Republicans Prepare Welfare Bill Calling for Longer Workweek, Marriage Promotion
House Republicans plan to introduce a bill to reauthorize the landmark 1996 welfare reform program “very soon,” GOP aides said Friday.
The legislation would bump up the welfare workweek by 10 hours to 40. Welfare recipients would have to spend at least 24 hours in direct work while being allowed to spend up to 16 hours in state-approved activities such as job training, schooling or getting substance-abuse treatment.
And a new program would funnel $300 million a year into marriage-promotion programs.
The welfare program, which provides block grants to states and requires welfare recipients to work, expired Sept. 30, 2002. It has been extended through the continuing resolutions that have kept the government functioning while Congress continues to work through the spending bills that were due by Oct. 1.
The bill is almost identical to one that passed the House last year, 229-197, but was not acted upon in the Senate.

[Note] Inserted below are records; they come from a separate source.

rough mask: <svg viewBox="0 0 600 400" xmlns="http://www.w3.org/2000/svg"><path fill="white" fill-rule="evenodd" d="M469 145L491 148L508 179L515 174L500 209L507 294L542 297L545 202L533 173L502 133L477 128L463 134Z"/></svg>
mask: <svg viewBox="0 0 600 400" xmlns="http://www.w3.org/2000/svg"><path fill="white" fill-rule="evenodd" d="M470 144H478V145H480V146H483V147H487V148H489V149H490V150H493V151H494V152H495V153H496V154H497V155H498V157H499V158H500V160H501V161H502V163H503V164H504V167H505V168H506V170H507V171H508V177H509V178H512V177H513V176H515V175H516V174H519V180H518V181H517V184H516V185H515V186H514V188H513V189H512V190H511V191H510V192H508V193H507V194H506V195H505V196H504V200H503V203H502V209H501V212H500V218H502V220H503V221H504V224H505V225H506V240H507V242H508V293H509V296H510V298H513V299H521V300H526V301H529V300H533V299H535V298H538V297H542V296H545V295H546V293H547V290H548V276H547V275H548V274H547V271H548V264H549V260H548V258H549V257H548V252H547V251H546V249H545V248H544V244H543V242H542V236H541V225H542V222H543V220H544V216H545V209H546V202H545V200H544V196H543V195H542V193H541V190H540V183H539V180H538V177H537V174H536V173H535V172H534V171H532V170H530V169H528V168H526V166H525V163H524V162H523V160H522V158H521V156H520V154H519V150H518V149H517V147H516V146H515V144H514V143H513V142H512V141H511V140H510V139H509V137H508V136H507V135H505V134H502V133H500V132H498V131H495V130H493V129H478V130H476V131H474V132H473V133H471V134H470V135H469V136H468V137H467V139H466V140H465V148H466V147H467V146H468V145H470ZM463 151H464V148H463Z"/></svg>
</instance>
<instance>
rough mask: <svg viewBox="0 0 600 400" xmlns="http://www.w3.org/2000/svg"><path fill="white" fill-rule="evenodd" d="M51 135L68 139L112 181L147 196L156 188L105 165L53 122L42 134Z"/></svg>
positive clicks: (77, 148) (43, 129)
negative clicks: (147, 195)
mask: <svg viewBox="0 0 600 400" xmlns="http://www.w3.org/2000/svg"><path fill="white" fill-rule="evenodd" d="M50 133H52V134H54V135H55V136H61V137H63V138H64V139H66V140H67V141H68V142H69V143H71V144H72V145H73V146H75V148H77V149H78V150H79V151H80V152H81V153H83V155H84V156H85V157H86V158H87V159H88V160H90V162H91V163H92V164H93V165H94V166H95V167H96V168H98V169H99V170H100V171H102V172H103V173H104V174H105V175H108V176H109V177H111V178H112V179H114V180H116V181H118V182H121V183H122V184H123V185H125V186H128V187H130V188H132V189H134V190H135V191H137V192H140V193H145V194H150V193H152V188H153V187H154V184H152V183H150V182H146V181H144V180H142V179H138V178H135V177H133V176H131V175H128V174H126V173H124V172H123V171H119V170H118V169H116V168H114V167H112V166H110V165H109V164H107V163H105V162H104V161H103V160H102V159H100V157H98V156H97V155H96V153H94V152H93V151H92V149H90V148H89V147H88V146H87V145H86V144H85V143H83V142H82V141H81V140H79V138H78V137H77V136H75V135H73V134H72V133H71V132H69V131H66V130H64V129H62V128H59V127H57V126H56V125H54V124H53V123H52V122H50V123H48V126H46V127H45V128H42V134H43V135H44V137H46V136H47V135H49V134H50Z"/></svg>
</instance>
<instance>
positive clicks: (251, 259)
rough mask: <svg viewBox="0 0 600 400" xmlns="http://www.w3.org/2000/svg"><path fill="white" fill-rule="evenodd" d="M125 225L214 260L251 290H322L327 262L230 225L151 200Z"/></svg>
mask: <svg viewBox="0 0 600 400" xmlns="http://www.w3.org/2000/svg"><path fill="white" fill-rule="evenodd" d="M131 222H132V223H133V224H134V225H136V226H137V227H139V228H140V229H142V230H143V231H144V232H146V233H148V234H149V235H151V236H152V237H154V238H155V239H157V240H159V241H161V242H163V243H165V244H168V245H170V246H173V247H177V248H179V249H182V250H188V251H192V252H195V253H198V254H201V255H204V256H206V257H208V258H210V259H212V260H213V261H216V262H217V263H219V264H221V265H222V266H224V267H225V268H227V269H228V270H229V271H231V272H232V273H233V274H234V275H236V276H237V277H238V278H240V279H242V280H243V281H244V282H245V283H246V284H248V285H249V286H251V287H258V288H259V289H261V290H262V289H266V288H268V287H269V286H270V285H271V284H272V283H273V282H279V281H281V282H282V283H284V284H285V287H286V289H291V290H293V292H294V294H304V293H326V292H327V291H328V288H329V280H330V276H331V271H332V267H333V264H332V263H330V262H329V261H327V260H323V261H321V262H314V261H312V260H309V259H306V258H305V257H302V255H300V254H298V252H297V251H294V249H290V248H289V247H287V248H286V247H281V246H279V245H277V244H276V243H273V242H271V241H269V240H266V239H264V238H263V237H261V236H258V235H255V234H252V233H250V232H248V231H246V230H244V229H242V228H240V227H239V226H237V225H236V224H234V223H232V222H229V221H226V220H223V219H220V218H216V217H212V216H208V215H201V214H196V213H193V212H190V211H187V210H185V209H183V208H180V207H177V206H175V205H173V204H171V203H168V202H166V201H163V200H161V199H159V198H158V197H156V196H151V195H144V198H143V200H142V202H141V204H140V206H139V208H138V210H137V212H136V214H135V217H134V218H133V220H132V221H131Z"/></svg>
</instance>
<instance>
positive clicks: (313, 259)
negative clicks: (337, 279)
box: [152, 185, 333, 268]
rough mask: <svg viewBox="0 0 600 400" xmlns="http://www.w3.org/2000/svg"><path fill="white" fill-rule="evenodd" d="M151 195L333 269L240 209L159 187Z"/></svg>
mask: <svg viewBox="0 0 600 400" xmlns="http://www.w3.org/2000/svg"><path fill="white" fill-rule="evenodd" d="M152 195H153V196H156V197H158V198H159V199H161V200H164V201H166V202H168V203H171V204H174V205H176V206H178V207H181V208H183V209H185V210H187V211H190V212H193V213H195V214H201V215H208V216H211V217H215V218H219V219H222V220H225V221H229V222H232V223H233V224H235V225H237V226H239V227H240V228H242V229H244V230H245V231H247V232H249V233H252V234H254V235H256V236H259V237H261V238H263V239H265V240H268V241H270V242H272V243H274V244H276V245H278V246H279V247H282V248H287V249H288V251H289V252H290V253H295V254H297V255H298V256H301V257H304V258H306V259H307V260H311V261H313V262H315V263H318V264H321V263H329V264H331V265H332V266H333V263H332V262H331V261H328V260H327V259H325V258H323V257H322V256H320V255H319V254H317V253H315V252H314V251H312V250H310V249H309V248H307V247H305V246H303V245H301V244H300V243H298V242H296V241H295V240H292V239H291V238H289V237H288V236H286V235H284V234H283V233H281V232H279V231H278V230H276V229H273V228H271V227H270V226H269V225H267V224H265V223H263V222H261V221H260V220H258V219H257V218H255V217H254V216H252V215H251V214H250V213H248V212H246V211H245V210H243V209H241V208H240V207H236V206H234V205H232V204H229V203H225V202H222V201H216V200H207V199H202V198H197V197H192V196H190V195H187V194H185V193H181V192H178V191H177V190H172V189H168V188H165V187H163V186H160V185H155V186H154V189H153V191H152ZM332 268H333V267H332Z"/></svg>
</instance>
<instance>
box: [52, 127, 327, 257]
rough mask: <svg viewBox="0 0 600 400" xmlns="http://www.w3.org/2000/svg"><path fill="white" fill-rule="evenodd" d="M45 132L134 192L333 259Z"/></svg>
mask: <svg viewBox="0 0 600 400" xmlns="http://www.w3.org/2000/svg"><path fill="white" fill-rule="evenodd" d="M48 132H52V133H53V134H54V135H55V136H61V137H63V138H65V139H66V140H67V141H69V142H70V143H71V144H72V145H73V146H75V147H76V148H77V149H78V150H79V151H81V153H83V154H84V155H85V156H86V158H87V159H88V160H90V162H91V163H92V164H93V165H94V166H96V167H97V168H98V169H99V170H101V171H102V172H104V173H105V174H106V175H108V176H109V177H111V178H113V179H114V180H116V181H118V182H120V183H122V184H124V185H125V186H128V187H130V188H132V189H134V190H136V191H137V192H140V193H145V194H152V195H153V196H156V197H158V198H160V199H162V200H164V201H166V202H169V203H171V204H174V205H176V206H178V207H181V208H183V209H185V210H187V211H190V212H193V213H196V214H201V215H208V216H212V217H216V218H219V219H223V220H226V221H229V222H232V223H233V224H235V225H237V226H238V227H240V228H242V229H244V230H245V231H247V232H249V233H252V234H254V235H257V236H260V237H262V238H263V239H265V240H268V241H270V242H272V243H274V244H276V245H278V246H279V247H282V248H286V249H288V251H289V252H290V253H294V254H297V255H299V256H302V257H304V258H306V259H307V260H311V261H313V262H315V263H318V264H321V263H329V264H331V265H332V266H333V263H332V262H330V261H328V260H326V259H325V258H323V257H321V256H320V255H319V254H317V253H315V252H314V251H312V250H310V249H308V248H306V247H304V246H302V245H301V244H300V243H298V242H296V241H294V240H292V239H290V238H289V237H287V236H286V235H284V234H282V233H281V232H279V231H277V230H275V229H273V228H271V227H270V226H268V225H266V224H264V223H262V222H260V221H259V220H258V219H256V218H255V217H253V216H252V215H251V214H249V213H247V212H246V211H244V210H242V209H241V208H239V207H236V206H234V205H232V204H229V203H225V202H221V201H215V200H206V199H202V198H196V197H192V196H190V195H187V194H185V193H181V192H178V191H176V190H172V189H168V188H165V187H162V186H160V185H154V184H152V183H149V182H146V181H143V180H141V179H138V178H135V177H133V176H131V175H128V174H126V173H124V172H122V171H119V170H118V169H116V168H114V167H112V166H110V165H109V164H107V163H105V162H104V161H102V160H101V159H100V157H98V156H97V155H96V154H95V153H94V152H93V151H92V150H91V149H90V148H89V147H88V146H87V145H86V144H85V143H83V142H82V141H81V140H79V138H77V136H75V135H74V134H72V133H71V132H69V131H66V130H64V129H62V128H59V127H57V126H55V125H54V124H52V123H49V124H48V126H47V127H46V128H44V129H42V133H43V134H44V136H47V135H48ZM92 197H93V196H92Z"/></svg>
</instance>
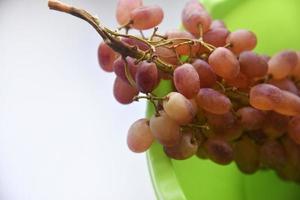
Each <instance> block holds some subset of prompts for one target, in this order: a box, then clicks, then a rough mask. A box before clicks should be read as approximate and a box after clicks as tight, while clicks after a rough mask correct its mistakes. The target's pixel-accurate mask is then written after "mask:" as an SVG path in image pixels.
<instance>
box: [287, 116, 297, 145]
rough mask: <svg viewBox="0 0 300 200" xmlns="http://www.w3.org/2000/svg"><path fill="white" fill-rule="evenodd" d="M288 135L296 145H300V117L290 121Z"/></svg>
mask: <svg viewBox="0 0 300 200" xmlns="http://www.w3.org/2000/svg"><path fill="white" fill-rule="evenodd" d="M288 135H289V137H290V138H291V139H292V140H293V141H294V142H295V143H297V144H298V145H299V144H300V116H295V117H293V118H292V119H291V120H290V121H289V125H288Z"/></svg>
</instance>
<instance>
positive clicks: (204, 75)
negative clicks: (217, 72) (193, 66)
mask: <svg viewBox="0 0 300 200" xmlns="http://www.w3.org/2000/svg"><path fill="white" fill-rule="evenodd" d="M192 65H193V66H194V68H195V69H196V71H197V73H198V75H199V78H200V80H201V84H200V87H201V88H205V87H212V86H213V85H214V84H215V83H216V81H217V76H216V74H215V73H214V72H213V70H212V69H211V66H210V65H209V64H208V63H207V62H205V61H204V60H201V59H196V60H195V61H194V62H193V63H192Z"/></svg>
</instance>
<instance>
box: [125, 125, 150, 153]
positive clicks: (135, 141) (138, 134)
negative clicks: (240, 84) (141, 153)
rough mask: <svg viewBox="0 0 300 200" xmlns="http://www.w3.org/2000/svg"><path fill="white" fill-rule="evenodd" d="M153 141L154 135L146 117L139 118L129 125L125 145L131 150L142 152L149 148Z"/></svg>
mask: <svg viewBox="0 0 300 200" xmlns="http://www.w3.org/2000/svg"><path fill="white" fill-rule="evenodd" d="M153 141H154V137H153V135H152V133H151V130H150V127H149V120H148V119H139V120H137V121H135V122H134V123H133V124H132V125H131V126H130V128H129V130H128V134H127V145H128V147H129V149H130V150H131V151H133V152H136V153H141V152H144V151H146V150H148V149H149V148H150V146H151V145H152V143H153Z"/></svg>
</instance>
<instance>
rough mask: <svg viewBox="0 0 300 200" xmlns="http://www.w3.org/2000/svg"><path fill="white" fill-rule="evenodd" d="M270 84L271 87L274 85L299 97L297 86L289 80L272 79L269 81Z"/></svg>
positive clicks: (268, 81) (280, 79) (298, 92)
mask: <svg viewBox="0 0 300 200" xmlns="http://www.w3.org/2000/svg"><path fill="white" fill-rule="evenodd" d="M268 83H269V84H271V85H274V86H276V87H278V88H280V89H282V90H286V91H289V92H291V93H293V94H296V95H298V93H299V92H298V88H297V86H296V85H295V83H294V82H293V81H291V80H290V79H288V78H285V79H280V80H276V79H271V80H269V81H268Z"/></svg>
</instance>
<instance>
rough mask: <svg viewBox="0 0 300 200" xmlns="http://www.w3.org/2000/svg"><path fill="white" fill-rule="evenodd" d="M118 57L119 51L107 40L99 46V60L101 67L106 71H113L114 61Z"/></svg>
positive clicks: (101, 42)
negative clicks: (117, 53) (109, 43)
mask: <svg viewBox="0 0 300 200" xmlns="http://www.w3.org/2000/svg"><path fill="white" fill-rule="evenodd" d="M116 58H117V53H116V52H115V51H114V50H112V49H111V48H110V47H109V46H108V45H107V44H105V42H101V43H100V45H99V47H98V61H99V65H100V67H101V68H102V69H103V70H104V71H106V72H113V63H114V61H115V59H116Z"/></svg>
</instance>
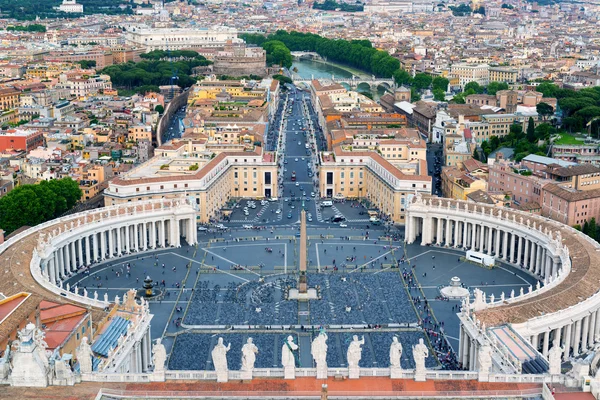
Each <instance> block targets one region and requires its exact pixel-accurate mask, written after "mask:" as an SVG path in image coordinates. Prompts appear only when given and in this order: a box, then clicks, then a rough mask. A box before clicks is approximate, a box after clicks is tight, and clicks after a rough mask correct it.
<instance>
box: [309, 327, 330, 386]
mask: <svg viewBox="0 0 600 400" xmlns="http://www.w3.org/2000/svg"><path fill="white" fill-rule="evenodd" d="M310 352H311V354H312V356H313V359H314V360H315V364H316V365H317V379H327V334H326V333H325V331H321V332H320V333H319V335H318V336H317V337H316V338H315V340H313V342H312V345H311V349H310Z"/></svg>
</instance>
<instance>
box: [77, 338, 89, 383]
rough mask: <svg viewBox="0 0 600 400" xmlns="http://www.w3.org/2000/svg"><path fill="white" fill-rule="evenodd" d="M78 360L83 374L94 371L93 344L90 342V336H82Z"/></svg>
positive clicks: (79, 369)
mask: <svg viewBox="0 0 600 400" xmlns="http://www.w3.org/2000/svg"><path fill="white" fill-rule="evenodd" d="M75 354H76V356H77V361H79V372H80V373H82V374H91V373H92V346H90V345H89V343H88V338H87V337H86V336H84V337H83V338H81V344H80V345H79V347H78V348H77V351H76V353H75Z"/></svg>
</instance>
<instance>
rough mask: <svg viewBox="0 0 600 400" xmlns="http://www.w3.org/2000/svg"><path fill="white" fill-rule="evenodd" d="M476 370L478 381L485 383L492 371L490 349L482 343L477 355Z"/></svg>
mask: <svg viewBox="0 0 600 400" xmlns="http://www.w3.org/2000/svg"><path fill="white" fill-rule="evenodd" d="M477 365H478V367H477V369H478V370H479V381H480V382H487V381H488V380H489V374H490V371H491V369H492V348H491V347H490V345H489V344H488V343H484V344H483V345H482V346H481V347H480V348H479V352H478V353H477Z"/></svg>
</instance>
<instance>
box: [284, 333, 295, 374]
mask: <svg viewBox="0 0 600 400" xmlns="http://www.w3.org/2000/svg"><path fill="white" fill-rule="evenodd" d="M296 350H298V345H297V344H296V343H294V337H293V336H291V335H290V336H288V337H287V339H286V340H285V343H283V346H281V364H282V365H283V367H284V368H296V358H295V357H294V353H293V352H294V351H296Z"/></svg>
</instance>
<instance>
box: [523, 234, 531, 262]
mask: <svg viewBox="0 0 600 400" xmlns="http://www.w3.org/2000/svg"><path fill="white" fill-rule="evenodd" d="M529 243H530V241H529V240H527V239H526V240H525V257H524V258H523V267H524V268H525V269H529V265H530V264H529V252H530V251H529ZM531 248H533V243H531Z"/></svg>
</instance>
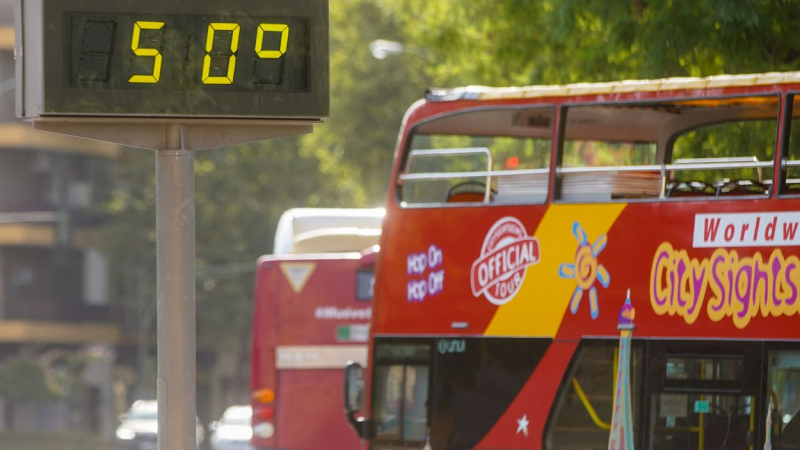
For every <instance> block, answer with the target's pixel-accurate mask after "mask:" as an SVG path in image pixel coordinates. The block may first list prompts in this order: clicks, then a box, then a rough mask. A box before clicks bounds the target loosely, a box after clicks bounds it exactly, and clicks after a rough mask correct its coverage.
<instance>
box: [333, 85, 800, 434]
mask: <svg viewBox="0 0 800 450" xmlns="http://www.w3.org/2000/svg"><path fill="white" fill-rule="evenodd" d="M795 93H800V73H798V72H794V73H777V74H759V75H734V76H719V77H711V78H682V79H665V80H653V81H629V82H614V83H598V84H579V85H568V86H541V87H528V88H503V89H495V88H483V87H470V88H462V89H453V90H433V91H430V92H429V93H428V95H427V97H426V99H424V100H421V101H419V102H418V103H416V104H415V105H413V106H412V107H411V109H410V110H409V111H408V113H407V114H406V117H405V119H404V121H403V125H402V130H401V135H400V140H399V143H398V148H397V153H396V157H395V163H394V171H393V182H392V183H391V187H390V193H389V198H388V201H387V204H386V210H387V213H386V220H385V225H384V229H383V236H382V243H381V248H382V249H383V251H382V252H381V255H380V258H379V262H378V272H377V273H376V291H375V292H376V296H375V301H374V310H373V321H372V329H371V347H370V349H371V351H370V368H369V373H368V376H367V377H366V378H367V382H366V392H365V397H366V402H365V405H366V406H365V407H364V408H363V410H361V411H355V410H356V409H358V408H357V407H356V406H355V405H356V403H355V401H354V398H355V395H357V394H358V386H357V385H355V384H351V385H348V386H346V387H347V389H346V391H347V392H348V393H349V394H352V395H353V398H350V399H349V400H350V405H349V409H350V418H351V422H352V423H353V424H354V426H355V427H356V428H357V431H358V432H359V433H360V434H361V435H362V436H363V437H364V438H365V439H368V441H369V443H370V445H371V446H372V448H375V449H400V448H403V449H405V448H422V447H423V446H430V447H432V448H433V449H434V450H440V449H441V450H444V449H448V450H453V449H457V450H461V449H471V448H481V449H511V448H513V449H517V448H520V449H523V448H525V449H546V450H586V449H600V448H606V445H607V444H608V441H609V423H610V421H611V408H612V404H613V386H614V382H613V380H614V371H615V368H616V367H617V361H616V358H617V346H618V344H619V336H620V335H619V331H618V330H617V321H618V312H619V311H620V308H621V306H622V305H623V303H624V302H625V300H626V293H627V291H628V290H630V298H631V301H632V304H633V307H634V308H635V311H636V315H635V325H636V328H635V331H634V332H633V343H632V351H631V355H632V357H631V362H630V364H631V386H630V390H631V398H632V400H633V401H632V417H633V428H634V442H635V445H636V447H637V448H646V449H651V450H753V449H755V448H759V449H760V448H763V446H764V443H765V441H766V440H768V439H769V440H770V441H771V443H772V445H773V447H774V448H777V449H797V448H800V414H798V409H800V299H798V287H800V259H799V258H798V256H800V247H799V246H800V230H798V226H799V225H800V197H799V196H798V194H800V137H798V136H800V123H798V121H800V106H798V107H795V106H794V104H793V103H794V98H795ZM351 374H355V370H353V371H352V372H351ZM355 378H356V377H355V376H354V377H353V379H355ZM770 403H772V407H771V409H770V406H769V405H770ZM770 410H771V411H773V412H772V414H771V425H770V426H769V430H768V429H767V425H766V422H767V415H768V411H770ZM356 417H359V418H358V419H357V418H356Z"/></svg>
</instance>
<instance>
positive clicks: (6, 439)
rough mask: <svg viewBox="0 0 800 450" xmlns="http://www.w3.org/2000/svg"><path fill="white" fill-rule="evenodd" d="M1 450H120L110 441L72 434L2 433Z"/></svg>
mask: <svg viewBox="0 0 800 450" xmlns="http://www.w3.org/2000/svg"><path fill="white" fill-rule="evenodd" d="M0 450H118V449H117V448H116V447H115V446H114V443H113V442H111V441H110V440H105V439H101V438H98V437H95V436H87V435H80V434H71V433H58V434H17V433H0Z"/></svg>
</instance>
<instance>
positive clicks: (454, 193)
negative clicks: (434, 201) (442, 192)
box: [445, 181, 494, 203]
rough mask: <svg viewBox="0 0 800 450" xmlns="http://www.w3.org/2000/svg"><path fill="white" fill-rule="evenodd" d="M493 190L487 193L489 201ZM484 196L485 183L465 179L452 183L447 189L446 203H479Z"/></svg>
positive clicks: (479, 202) (489, 200)
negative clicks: (452, 184)
mask: <svg viewBox="0 0 800 450" xmlns="http://www.w3.org/2000/svg"><path fill="white" fill-rule="evenodd" d="M493 194H494V191H491V192H490V193H489V201H491V198H492V196H493ZM485 197H486V185H485V184H484V183H482V182H480V181H465V182H463V183H458V184H454V185H453V186H450V188H449V189H448V190H447V195H446V199H445V201H446V202H447V203H481V202H483V200H484V198H485Z"/></svg>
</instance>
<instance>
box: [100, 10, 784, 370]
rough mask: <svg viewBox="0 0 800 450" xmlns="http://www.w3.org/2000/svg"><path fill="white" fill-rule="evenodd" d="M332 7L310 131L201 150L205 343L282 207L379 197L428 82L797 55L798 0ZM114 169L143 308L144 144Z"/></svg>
mask: <svg viewBox="0 0 800 450" xmlns="http://www.w3.org/2000/svg"><path fill="white" fill-rule="evenodd" d="M330 9H331V15H330V18H331V25H330V30H331V31H330V33H331V35H330V42H331V60H330V64H331V117H330V119H328V120H327V121H326V122H325V123H324V124H323V125H319V126H315V130H314V133H313V134H311V135H306V136H303V137H299V138H291V139H282V140H276V141H270V142H265V143H260V144H252V145H243V146H238V147H235V148H230V149H225V150H214V151H205V152H201V153H199V154H197V156H196V163H195V168H196V202H197V204H196V214H197V232H196V237H197V267H198V280H197V283H198V284H197V312H198V327H197V329H198V349H206V350H209V351H215V352H224V351H229V349H230V348H232V347H231V346H234V347H236V348H242V347H243V346H244V345H245V343H246V341H247V339H248V336H249V323H250V320H251V316H250V311H251V308H252V302H253V289H252V288H253V269H254V267H255V264H254V263H255V260H256V258H257V257H258V256H260V255H262V254H265V253H269V252H270V251H271V250H272V239H273V235H274V231H275V226H276V223H277V220H278V217H279V216H280V214H281V213H282V212H283V211H285V210H286V209H289V208H292V207H303V206H318V207H345V206H347V207H359V206H375V205H379V204H381V203H382V202H383V201H384V200H385V197H386V189H387V186H388V180H389V174H390V168H391V161H392V154H393V150H394V146H395V143H396V137H397V133H398V130H399V127H400V121H401V119H402V116H403V113H404V111H405V110H406V109H407V108H408V106H409V105H411V103H412V102H413V101H414V100H416V99H417V98H419V97H421V96H422V95H423V93H424V88H425V87H427V86H448V87H449V86H456V85H469V84H486V85H527V84H553V83H569V82H591V81H608V80H615V79H626V78H660V77H668V76H707V75H714V74H720V73H742V72H765V71H777V70H788V69H794V68H797V66H798V62H800V61H799V58H800V40H798V39H795V37H794V31H795V30H797V29H800V1H799V0H780V1H768V0H742V1H738V2H726V1H721V0H693V1H689V0H665V1H663V2H654V1H647V0H611V1H588V0H542V1H529V0H470V1H462V0H333V1H332V2H331V5H330ZM375 39H390V40H397V41H400V42H402V43H404V45H405V48H406V49H407V50H408V53H404V54H400V55H396V56H394V57H390V58H387V59H385V60H376V59H374V58H373V57H372V55H371V54H370V52H369V43H370V42H371V41H373V40H375ZM117 170H118V174H117V175H118V177H117V179H118V187H117V189H116V190H115V192H114V195H113V200H112V201H111V202H110V204H109V208H108V209H109V212H110V214H111V216H112V220H111V222H110V225H109V227H108V229H107V231H108V233H107V234H106V236H107V248H108V249H109V251H110V252H111V255H112V260H113V261H115V264H116V269H117V270H116V272H115V274H116V279H117V280H118V283H117V285H118V286H119V289H118V297H119V298H120V299H121V300H122V301H123V302H126V303H129V304H139V305H141V304H144V305H145V307H144V308H138V309H136V308H134V311H138V312H137V314H144V315H147V314H150V315H152V314H154V312H155V309H154V308H152V304H154V302H155V186H154V158H153V155H152V153H148V152H143V151H130V152H126V156H125V158H123V160H122V161H121V162H120V164H119V165H118V169H117ZM147 305H150V307H147ZM245 362H246V361H245ZM244 372H245V373H246V370H245V371H244Z"/></svg>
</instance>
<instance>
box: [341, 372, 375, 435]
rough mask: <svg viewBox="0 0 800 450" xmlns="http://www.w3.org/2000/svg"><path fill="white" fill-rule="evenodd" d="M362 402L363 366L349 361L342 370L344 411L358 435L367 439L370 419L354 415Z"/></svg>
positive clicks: (359, 406)
mask: <svg viewBox="0 0 800 450" xmlns="http://www.w3.org/2000/svg"><path fill="white" fill-rule="evenodd" d="M363 403H364V368H363V367H361V364H359V363H357V362H353V361H349V362H348V363H347V367H345V370H344V412H345V414H346V415H347V421H348V422H350V425H351V426H352V427H353V429H355V430H356V433H357V434H358V437H359V438H362V439H364V438H367V439H368V438H369V437H370V435H371V433H370V431H369V430H370V421H368V420H366V419H365V418H364V417H363V416H361V417H356V415H357V414H358V413H360V412H361V410H362V407H363Z"/></svg>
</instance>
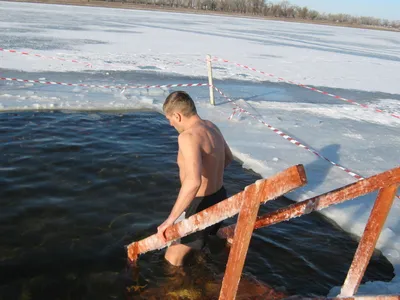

Republican aides for the Ways and Means Committee said GOP Conference Chairwoman Deborah Pryce (Ohio) would introduce the legislation in the next few weeks.
The bill’s supporters want states to be able to tap into that fund immediately instead of waiting for the rest of the bill’s Oct. 1, 2004, effective date.
The measure would maintain funding for the main welfare program, Temporary Assistance for Needy Families, at $16.7 billion a year despite dramatic declines in caseloads, which have dropped nationally from 14 million in 1994 to just 5 million today, according to the Health and Human Services Department.
It would add $2 billion over five years to the $4.8 billion it would authorize for child-care programs.
Under the proposal, states would have to increase the work requirement by 5 percent annually until 70 percent of welfare families are participating in work and job training activities by 2008. States have flexibility now in deciding who has to work and how quickly in order to get benefits.
The bill would not lift the lifetime cap on cash benefits of five years instituted by the 1996 overhaul.
Countering previous predictions that children would be thrown into poverty, the GOP aides pointed out that Census Bureau statistics showing 3 million children have been lifted out of poverty since 1996.
The bill would address child-care concerns by requiring states to devote at least 6 percent of block grant money to improving child-care program quality, and would also dedicate $20 million annually to “responsible fatherhood” programs.
Such programs include ones that give job training to low-income dads, promote marriage and “enlist faith-based and community groups to provide support to fathers and families,” according to a committee fact sheet.